Il presidente del Consiglio accelera sull’obbligo vaccinale, che non arriva. Ma intanto il 15 settembre alle 10 e 30 si tiene la cabina di regia ed è fissato per le 16 il nuovo Consiglio dei ministri sull’estensione del green pass. Ieri ha chiesto e ottenuto il voto di fiducia del Senato. Formalmente le ragioni ci sono tutte: il provvedimento che mantiene l’obbligo del pass a tutto il personale scolastico e universitario, oltre che ai docenti e ai genitori che accompagnano i figli a scuola, e per chi usa i trasporti a lunga percorrenza, scade il prossimo 21 settembre.

Rischia di saltare, e così di mandare in tilt il delicatissimo momento dell’avvio dell’anno scolastico: Fratelli d’Italia fa muro, ha scaricato sul provvedimento oltre cento emendamenti e trenta ordini del giorno. E questi voti sono una sirena per una fetta consistente del gruppo leghista, spaccato come mai su questo provvedimento. Per non parlare del prossimo in arrivo, che estenderà il pass a tutti i dipendenti pubblici e privati.

Il supporto di Draghi

La scelta della fiducia, la numero quattordici del governo Draghi, sembra fatta apposta per costringere la Lega a decidere la propria linea nei confronti del governo, dopo gli ondeggiamenti degli ultimi giorni. Ma è l’opposto di quello che appare. È una mossa di Draghi per dare una mano proprio all’ala governista del Carroccio. Senza il voto di fiducia il partito di Salvini rischiava di entrare in una turbolenza e forse di spaccarsi, nonostante le smentite dello stesso leader. La serata finisce invece con numeri tranquillizzanti: 189 favorevoli, 39 contrari e due astenuti.

Al Senato la Lega cerca di ricomporsi: chiede di abbassare i toni e invita a cercare soluzioni per «informare» i cittadini sui vaccini cercando anche di «rispettare chi ha dubbi e difficoltà», perché, spiega il capogruppo Massimiliano Romeo, «è giusto e corretto dare spazio in parlamento a sensibilità diverse, ed è meglio discuterle qui piuttosto che nelle piazze, come ci insegna la storia, per evitare strumentalizzazioni». Ma è un modo per non nominare le contorsioni interne: mai come in questo momento Salvini è di fronte a una fronda di dissenso.
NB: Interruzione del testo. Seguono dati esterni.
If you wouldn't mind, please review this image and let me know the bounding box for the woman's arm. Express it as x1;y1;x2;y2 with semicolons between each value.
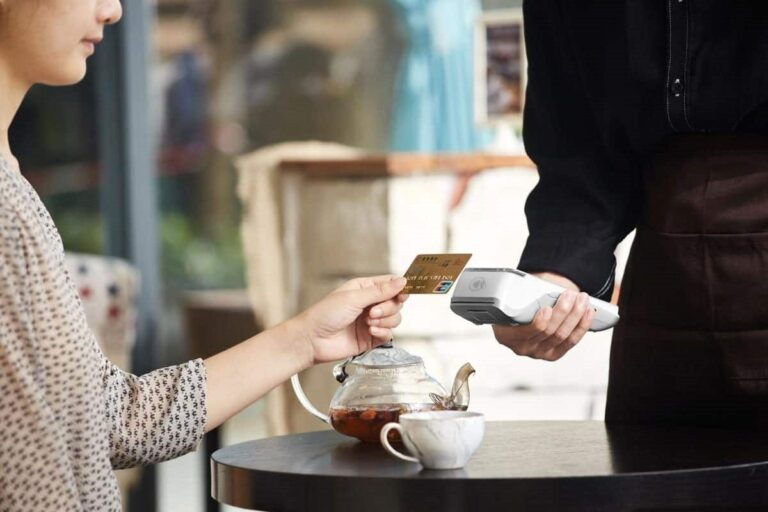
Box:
205;276;406;431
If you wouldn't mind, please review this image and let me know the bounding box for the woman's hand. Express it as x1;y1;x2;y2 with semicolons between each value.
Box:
493;272;595;361
296;276;408;364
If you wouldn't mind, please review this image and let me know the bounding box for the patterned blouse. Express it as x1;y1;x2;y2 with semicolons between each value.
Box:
0;158;207;512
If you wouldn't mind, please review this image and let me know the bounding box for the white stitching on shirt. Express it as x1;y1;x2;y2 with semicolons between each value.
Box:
664;0;677;131
683;3;694;130
595;261;616;297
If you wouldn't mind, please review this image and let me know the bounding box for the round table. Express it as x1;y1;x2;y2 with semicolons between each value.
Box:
211;421;768;512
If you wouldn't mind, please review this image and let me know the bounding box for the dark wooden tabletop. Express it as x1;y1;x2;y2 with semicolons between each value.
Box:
211;421;768;512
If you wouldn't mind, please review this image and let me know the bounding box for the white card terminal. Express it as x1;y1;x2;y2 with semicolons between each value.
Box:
451;268;619;331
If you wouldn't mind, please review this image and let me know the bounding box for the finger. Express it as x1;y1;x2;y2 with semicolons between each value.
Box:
531;290;577;343
493;307;552;344
537;293;589;358
368;299;403;318
549;308;595;360
493;308;552;356
336;274;398;291
368;325;392;344
344;277;407;309
368;313;402;329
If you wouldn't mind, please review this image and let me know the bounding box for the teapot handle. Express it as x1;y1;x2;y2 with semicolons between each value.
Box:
291;374;331;424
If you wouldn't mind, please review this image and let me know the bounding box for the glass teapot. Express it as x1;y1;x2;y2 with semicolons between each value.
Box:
291;341;475;443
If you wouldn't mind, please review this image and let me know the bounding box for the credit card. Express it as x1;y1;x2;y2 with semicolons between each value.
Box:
402;254;472;294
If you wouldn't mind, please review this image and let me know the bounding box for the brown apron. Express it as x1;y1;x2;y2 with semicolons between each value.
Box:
606;135;768;426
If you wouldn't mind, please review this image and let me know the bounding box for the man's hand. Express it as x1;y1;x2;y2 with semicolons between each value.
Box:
493;272;595;361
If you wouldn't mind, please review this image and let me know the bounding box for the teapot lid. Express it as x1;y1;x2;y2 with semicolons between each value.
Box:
349;340;424;368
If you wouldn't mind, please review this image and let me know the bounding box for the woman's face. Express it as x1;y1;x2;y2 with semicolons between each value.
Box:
0;0;122;85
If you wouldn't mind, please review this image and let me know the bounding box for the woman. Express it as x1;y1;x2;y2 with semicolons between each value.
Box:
495;0;768;425
0;0;405;511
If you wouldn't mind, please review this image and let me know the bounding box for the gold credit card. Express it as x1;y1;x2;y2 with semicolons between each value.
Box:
403;254;472;293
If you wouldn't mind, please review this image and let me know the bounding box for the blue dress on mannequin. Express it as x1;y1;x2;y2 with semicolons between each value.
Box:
390;0;484;152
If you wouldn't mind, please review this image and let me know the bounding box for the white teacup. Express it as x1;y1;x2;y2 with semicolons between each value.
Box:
380;411;485;469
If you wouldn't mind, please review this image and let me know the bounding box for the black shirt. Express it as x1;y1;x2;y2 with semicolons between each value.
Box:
519;0;768;299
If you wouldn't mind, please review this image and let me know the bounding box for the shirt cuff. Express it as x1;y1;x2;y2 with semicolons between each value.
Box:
518;235;616;301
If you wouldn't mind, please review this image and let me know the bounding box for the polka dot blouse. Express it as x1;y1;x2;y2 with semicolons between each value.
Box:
0;159;206;512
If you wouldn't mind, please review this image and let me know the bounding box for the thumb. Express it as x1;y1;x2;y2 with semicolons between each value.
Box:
347;277;408;309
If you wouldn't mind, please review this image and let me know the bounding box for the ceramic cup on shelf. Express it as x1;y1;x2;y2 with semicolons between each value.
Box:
380;411;485;469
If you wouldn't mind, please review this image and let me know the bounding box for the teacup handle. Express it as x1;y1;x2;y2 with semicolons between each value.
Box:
379;422;420;464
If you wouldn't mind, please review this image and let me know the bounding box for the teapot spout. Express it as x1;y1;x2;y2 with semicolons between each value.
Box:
429;363;475;411
451;363;475;411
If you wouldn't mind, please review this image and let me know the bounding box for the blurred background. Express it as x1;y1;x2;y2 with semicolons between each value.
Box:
11;0;624;511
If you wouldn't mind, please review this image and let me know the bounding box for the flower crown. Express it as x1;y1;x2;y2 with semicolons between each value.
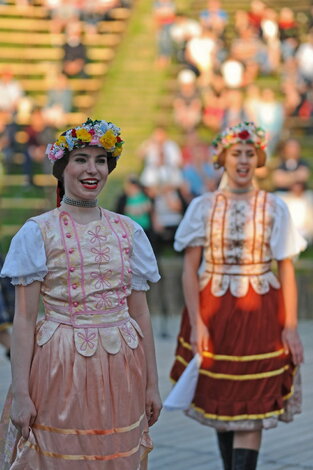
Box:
46;118;124;162
212;121;266;164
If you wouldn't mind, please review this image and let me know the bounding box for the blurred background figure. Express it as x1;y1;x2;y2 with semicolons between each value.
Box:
256;88;285;157
63;21;87;78
138;126;182;193
278;180;313;245
153;0;176;68
173;69;202;132
182;131;221;197
115;174;153;242
200;0;228;37
0;68;24;116
272;139;310;192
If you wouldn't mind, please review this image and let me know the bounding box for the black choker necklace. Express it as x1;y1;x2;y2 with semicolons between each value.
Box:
62;196;98;207
225;186;254;194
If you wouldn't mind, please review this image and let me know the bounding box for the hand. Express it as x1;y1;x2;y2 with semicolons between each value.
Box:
146;386;162;427
190;319;210;355
282;327;303;366
10;397;37;439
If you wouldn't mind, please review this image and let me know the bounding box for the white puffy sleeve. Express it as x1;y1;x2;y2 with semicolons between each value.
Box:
0;220;48;286
270;196;307;260
130;221;160;291
174;194;211;251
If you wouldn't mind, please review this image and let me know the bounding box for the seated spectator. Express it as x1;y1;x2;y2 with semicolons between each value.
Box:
153;0;176;67
243;84;261;122
230;26;271;78
221;55;245;88
200;0;228;37
296;29;313;85
63;21;87;78
171;12;201;63
278;7;299;42
261;8;281;72
0;68;24;116
185;28;217;87
24;107;56;180
115;174;153;240
138;126;182;187
256;88;285;158
248;0;266;36
45;70;73;128
44;0;79;34
234;10;250;36
272;139;310;192
279;181;313;245
182;131;220;199
173;69;202;131
222;90;247;129
202;87;227;132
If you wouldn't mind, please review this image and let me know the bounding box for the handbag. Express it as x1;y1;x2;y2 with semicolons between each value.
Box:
163;354;202;411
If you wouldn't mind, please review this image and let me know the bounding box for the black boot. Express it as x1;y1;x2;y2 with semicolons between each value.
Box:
232;449;259;470
216;431;234;470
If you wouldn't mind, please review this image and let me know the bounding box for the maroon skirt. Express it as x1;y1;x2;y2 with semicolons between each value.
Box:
170;283;295;429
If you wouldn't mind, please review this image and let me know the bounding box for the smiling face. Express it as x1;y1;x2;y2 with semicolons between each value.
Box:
224;143;258;189
63;147;108;200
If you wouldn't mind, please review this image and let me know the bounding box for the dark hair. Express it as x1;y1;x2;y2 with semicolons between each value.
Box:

Il voto comunque è sì.

Anche se alla Camera in Commissione era arrivato il no, insieme a quello di Fratelli d’Italia, che al Senato ha scelto di mantenerlo («La misura è ai limiti dell’incostituzionalità, continueremo a dare battaglia», dice il meloniano Federico Mollicone).

In aula parla il sottosegretario alla Salute Pierpaolo Sileri, l’altalenante Cinque stelle, un tempo il preferito di Salvini al ministero di Lungotevere Ripa, che stavolta si scaglia contro gli accenti no vax che riecheggiano nella discussione nella parte destra dell’emiciclo: «La politica non confonda le persone. Discuta sull’obbligo vaccinale e sul green pass, ma non può discutere su una cosa che è scienza pura: il vaccino salva la vita. Punto». E ancora: «L’efficacia dei vaccini è innegabile. In Gran Bretagna ci sono 60mila contagiati al giorno e 85-90 decessi. All’inizio di gennaio il Regno Unito aveva 60mila contagi e mille morti al giorno. Salvo che non sia stata la Divina Provvidenza, in un anno l’unica cosa che è cambiata è stata l’introduzione del vaccino».

Passare oltre

Draghi vuole chiudere il dossier e lo si capisce dal fatto che nel pomeriggio convoca i sindacati a palazzo Chigi. E li informa che il prossimo passo sarà rendere obbligatorio il pass per tutti i lavoratori, del settore pubblico e di quello privato. Lo riferisce Pierpaolo Bombardieri, segretario della Uil, all’uscita del confronto, che non è affatto cordiale. Il segretario della Cgil Maurizio Landini insiste sull’obbligo vaccinale, ma Draghi ha imboccato un’altra strada. I sindacati chiedono la gratuità dei tamponi, perché «i costi della sicurezza sul lavoro non la debbono pagare i lavoratori» ma su questo c’è un parere scettico del ministro del Lavoro.

Landini, che è vaccinato e dotato di green pass, all’entrata del palazzo si sottopone al tampone per una scelta-manifesto, «è importantissimo come sistema di tracciamento». Gratis, come chiede per tutti i posti di lavoro. Per il sindacalista «se davvero l’obiettivo è quello di aumentare il numero di persone che si vaccinino senza obbligo ma con la ricerca del consenso, tutti gli strumenti dovranno avere questa caratteristica. Vogliamo evitare che provvedimenti possano alimentare divisioni nei posti di lavori».